An abstraction of a computer
If we looked inside a mobile phone and tried to understand all of the different parts in it and how they worked together so we could make phone calls and text each other, we would very quickly be overwhelmed with complicated information. It's the same with any system. Imagine trying to understand how a car engine works by trying to make sense of each individual component, or trying to understand how a TV works by getting to grips with each part of a TV when we take the back off, or understanding how a plane flies. It's the same with any computer system. There are literally thousands of different parts and we can't possibly understand the engineering complexities of each one. For this reason, we need to simplify the system. We need to create a model of what we can see so that we can start taking our knowledge further without getting bogged down in too much detail.
A simplified model is also known by the fancy word 'abstraction'. We are taking a complex system and building an abstraction of it so we can push our knowledge further on without worrying about the details. When can build an abstraction of how computers work. Here it is:
This abstraction shows us a lot of information about very complicated computer systems:
- input devices (e.g. a microphone, keyboard or mouse) capture data from the real world
- they pass this data to the CPU
- the CPU sends data to output devices (e.g. monitors or speakers)
- the CPU sends data to RAM and also gets data and program instructions back from RAM
- the RAM sends data to and from the CPU but also RAM sends data to and receives data from the storage devices (e.g. the hard drive)
- the CPU doesn't deal directly with programs on storage devices. It deals directly only with data in RAM
- if the CPU wants to store data or get back data from a storage device, all data must go via RAM.
Something that is actually very complicated is now something we can start to understand, all because we used an abstraction of what was real to make a simplified model, which we can understand. If you keep the above model in mind, you will find that it actually applies to nearly all computer systems you know, including mobile phones, tablet PCs, laptops and even things that might not seem like a computer system, such as a computer controlled microwave oven or washing machine, a burglar alarm or a firm alarm.

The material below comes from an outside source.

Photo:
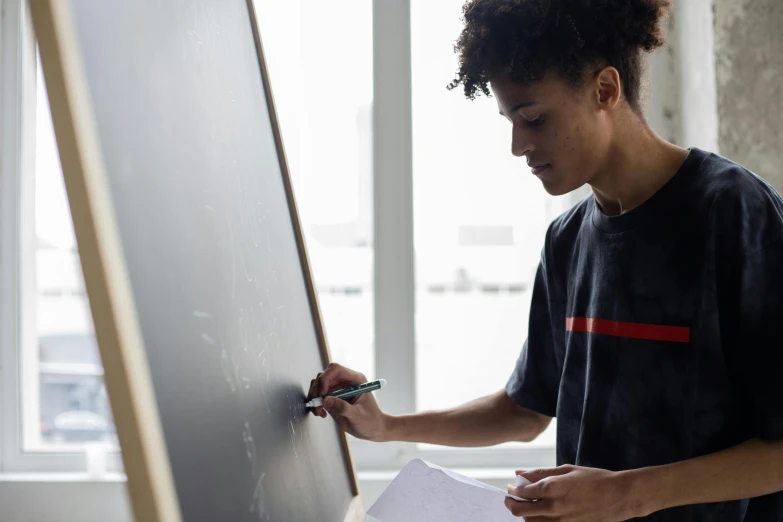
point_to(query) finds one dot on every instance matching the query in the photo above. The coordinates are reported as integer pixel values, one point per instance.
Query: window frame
(19, 377)
(393, 233)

Q1. Tick whether each piece of hardware is an input device, an output device or a storage device. The first two have been done for you. If you are not sure about any of them then use the Internet or a text book to help you.
|Hardware device||input device||output device||storage device|
|Bar code reader|
|QR code reader|
|Micro SD card|
Q2. What does CPU stand for?
Q3. Why do computers need storage devices?
Q4. Sometimes, computers start to behave strangely, in a way that is not supposed to happen. One piece of advice when this happens is to turn the computer off then on again. Explain why this advice is given.
Q5. Why might two identical computers work at different speeds, if one computer had twice as much RAM as the other?
Q6. When you read about RAM and storage devices, you might see the terms 'volatile' and 'non-volatile' memory. What do they mean?
Q7. Look up 'cache' on the Internet (pronounced 'cash'). What is cache?
Q8. What is meant by booting-up a computer?
Q9. Computers come with ROM. There is a special program inside ROM that runs when you boot your computer up. Using the Internet, find out what jobs this special program carries out.
Q10. Do some research. Find out what dual-core, quad core and multi-core processors are and why they are important.